THE S&P 500 MARKET: 2022年1月

「1月の相場がその年の相場を占う」という相場格言があり、S&P500指数に関しては70.97%の確率で実現していますが、直近2年は当てはまらず、過去10年間に限ると実現確率は50%となっています。

 今年の1月を見ると、S&P500指数は5.26%下落しました。一時は11.40%安まで落ち込み、1月として過去最悪となった2009年の9.87%安を上回る下落率となりましたが(2009年は最終的に23.45%上昇で終わりました)、月末までに下落分の半分以上を取り戻しました。ボラティリティに関しては、日次の高値と安値の差の平均は2.06%となり(月内の最高は1月24日の4.61%、2021年通年の平均は0.97%)、20営業日中7営業日で1%以上下落し、2営業日で1%以上上昇しました。

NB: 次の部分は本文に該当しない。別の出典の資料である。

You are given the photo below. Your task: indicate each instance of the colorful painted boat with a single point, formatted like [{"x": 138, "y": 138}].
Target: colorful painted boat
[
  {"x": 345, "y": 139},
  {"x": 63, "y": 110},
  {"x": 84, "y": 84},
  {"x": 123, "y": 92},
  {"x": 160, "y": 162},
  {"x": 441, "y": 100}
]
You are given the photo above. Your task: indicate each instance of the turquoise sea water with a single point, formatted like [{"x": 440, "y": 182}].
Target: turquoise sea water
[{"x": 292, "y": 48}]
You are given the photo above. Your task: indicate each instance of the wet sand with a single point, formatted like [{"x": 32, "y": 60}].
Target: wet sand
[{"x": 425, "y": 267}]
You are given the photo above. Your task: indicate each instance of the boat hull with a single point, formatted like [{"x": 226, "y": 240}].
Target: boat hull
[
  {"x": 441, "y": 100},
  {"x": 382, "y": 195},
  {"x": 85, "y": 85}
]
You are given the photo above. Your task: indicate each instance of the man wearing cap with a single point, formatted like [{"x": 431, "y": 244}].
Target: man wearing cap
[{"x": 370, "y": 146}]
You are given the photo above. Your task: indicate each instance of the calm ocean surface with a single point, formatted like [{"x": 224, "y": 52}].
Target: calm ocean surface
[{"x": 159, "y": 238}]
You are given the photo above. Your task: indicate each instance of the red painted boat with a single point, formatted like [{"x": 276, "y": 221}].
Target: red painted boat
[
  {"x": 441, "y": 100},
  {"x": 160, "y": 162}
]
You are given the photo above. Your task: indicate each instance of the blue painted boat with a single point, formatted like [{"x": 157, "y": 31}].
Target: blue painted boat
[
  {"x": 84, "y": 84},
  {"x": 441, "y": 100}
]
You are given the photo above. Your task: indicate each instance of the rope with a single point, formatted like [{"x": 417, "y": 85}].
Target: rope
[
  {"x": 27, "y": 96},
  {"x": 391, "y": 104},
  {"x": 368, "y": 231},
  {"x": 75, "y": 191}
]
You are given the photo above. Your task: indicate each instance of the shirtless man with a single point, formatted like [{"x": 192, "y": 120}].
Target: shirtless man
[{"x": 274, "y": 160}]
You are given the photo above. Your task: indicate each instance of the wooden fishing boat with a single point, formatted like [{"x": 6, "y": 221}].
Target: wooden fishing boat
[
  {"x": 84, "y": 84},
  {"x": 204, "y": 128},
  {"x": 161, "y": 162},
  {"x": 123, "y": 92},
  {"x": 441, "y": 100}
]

 ボラティリティが再び猛威を振るい、債券自警団(当局の財政・金融政策によりインフレ懸念が生じると、投資家が債券を売ることで利回りを押し上げて警告を発すること)も姿は現したものの市場で優位に立つことはできず、日中の変動(1日の平均変動率は2.06%、2021年1月の平均は0.78%)がデイトレーダーを生み出しましたが、オプション戦略に高いプレミアムを支払ったデイトレーダーは「大敗」しました(ゲームを楽しむにはお金が必要ということです)。随所で取引のバランスが大きく崩れましたが、各企業からのガイダンスと無関係のものはほとんどありませんでした。

 また、資金の再配分やグロースからバリューへのシフトが進み、一部の銘柄では利益確定の動きが見られ(市場はまだ織り込んでいませんでした)、売りが買いを上回りました。こうした市場の動きは下落が一時的であることを示唆していますが、あえて「一時的」と表現する人はいませんでした。